Studies have shown, these centuries after Christ, that stress itself, the internal psychological burdens we and others place upon us, actually has a physical symptom in our bodies. Our bodies release cortisol, a chemical from our adrenal glands which actually damages our brain but enables our bodies to flee or fight. Then, when the event has passed, hormones come flooding back into our system to snatch up the cortisol and carry it away. Research shows this process, though it was designed to save us, is extremely harmful to both our bodies and our brains. And prolonged exposure to this can cause terrible health problems to occur.

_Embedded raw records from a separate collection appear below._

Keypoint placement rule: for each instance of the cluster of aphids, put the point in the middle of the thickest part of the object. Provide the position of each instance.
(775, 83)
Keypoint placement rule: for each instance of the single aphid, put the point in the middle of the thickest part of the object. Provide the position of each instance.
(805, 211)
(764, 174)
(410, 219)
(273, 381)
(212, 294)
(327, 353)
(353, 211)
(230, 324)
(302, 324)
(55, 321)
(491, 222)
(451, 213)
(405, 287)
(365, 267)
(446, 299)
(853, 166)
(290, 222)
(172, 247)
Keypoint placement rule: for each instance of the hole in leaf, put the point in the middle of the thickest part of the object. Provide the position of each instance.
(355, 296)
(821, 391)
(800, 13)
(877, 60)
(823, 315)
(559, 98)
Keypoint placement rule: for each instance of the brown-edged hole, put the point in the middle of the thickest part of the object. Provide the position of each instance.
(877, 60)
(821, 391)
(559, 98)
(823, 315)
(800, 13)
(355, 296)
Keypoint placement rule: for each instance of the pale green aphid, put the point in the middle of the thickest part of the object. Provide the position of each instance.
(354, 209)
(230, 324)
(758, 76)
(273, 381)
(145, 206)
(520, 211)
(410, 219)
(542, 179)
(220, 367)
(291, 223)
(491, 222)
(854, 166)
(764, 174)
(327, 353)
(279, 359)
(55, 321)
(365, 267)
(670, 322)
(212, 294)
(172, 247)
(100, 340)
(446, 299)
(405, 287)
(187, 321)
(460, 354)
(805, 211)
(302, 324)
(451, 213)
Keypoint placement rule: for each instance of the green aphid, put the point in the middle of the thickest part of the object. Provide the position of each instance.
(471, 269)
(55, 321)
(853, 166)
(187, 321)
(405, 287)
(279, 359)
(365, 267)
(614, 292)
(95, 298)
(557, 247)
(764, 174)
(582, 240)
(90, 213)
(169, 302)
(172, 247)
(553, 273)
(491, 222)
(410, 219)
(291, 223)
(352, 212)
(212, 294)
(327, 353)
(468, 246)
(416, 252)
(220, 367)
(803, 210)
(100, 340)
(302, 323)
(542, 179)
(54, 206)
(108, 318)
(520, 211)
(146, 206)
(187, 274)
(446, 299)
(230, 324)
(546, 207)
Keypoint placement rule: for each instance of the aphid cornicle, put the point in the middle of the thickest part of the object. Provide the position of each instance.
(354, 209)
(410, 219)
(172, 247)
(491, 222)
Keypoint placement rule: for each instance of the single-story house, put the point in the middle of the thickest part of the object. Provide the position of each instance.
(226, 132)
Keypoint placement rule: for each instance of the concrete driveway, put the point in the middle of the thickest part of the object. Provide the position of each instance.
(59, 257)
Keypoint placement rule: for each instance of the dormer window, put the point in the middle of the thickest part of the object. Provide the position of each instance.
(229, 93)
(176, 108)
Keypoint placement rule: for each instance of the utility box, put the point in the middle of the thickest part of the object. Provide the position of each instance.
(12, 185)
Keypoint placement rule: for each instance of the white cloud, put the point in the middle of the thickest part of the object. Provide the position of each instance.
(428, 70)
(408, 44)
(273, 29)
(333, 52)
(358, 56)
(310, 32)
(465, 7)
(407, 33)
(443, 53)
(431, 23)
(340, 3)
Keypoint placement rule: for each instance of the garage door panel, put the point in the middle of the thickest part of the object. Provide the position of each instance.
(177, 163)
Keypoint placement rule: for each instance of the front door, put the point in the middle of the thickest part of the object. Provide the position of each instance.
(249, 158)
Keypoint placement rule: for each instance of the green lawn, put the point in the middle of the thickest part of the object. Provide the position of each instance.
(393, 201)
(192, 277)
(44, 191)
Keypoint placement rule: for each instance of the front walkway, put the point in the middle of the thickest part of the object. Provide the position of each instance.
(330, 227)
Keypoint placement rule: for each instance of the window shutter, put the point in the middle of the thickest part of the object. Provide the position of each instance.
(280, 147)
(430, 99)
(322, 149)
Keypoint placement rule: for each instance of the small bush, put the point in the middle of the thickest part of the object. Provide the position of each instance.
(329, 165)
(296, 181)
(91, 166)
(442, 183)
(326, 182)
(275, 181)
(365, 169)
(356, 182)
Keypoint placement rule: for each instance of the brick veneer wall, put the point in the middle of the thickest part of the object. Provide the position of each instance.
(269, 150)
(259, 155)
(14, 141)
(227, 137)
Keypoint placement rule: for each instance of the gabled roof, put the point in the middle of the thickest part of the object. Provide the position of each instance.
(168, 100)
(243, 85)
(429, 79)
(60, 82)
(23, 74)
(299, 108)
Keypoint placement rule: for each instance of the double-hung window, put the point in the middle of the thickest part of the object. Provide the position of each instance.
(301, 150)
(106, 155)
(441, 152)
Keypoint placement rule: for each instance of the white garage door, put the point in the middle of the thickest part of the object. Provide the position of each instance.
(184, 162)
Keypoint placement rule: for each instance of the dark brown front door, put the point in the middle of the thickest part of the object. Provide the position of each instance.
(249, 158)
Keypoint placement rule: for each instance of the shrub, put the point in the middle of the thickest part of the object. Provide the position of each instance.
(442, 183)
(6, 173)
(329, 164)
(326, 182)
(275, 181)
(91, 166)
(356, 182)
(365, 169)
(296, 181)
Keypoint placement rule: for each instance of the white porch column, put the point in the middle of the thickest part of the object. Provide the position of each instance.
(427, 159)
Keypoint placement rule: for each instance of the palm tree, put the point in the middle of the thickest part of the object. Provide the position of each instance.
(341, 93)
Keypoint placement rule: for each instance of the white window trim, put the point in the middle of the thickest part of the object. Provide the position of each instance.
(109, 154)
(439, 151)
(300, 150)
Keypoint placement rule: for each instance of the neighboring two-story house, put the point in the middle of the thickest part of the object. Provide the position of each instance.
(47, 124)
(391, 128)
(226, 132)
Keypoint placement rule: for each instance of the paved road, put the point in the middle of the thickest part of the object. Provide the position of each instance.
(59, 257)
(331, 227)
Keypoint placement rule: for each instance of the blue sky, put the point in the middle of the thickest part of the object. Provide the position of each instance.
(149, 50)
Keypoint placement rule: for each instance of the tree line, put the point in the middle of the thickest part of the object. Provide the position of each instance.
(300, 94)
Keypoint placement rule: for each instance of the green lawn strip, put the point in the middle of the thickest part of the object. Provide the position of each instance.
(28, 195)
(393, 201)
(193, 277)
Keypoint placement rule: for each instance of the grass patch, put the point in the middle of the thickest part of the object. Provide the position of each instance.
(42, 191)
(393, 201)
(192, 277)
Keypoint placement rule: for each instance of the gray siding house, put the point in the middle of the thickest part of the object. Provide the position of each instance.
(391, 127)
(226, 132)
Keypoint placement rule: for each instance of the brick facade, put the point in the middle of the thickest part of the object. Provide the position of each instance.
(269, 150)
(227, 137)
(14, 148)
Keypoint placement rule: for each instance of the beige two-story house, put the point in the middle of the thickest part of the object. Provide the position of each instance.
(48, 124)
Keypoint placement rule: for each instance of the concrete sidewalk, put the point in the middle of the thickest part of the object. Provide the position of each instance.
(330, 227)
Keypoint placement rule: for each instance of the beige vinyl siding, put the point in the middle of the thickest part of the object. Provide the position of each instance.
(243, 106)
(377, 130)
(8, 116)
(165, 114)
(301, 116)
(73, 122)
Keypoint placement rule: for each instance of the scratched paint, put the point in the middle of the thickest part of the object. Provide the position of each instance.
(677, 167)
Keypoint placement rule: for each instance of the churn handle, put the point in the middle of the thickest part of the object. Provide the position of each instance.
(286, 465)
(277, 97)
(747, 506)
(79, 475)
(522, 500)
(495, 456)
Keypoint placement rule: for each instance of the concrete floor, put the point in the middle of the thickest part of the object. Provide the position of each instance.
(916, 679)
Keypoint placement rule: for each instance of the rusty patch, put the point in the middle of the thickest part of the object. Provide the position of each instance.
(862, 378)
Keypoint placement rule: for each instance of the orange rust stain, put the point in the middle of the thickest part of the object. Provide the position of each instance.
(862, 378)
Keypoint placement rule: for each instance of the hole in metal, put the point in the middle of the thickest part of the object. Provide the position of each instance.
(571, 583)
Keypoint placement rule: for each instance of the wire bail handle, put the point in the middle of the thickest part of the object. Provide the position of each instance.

If this is what both Christ and science tell us, then why do we do it? Why do we still subject ourselves to such stress for prolonged periods of time, knowing how much it will damage us? Maybe what Jesus says is true. God “...has hidden these things from the wise and learned and revealed them to little children.”(11:26). Little children need no prompting to rest. Perhaps we should take our cue from them.

Christ has invited us to rest. To lay down our burdens and let him worry about them. To unload our hearts and minds from the worries that weigh us down and place them at the foot of his cross. And from there He will take care of us, taking upon himself the burden of our death in the hope of our resurrection with Him. He offers to take it all from us? Why not take him up on his offer? Amen.

Questions to Ponder
1) How have you overburdened yourself? How have you taken on too much? What is your body, your mind, or your soul telling you?

2) Have you graciously received and have you rejected the rest that Christ gives you? Whose burden and yoke is around your neck?

3) How can you set aside your burdens? What is stopping you from truly resting in Christ?

A Prayer to Pray...
Almighty God, your Son offers us forgiveness of sins, life, and salvation as well as an easy burden and a light yoke. Dispel the gods we set up for ourselves. Dethrone us off the throne of our lives that your burden might be our burden and your yoke might be shared, through Jesus Christ our Lord. Amen.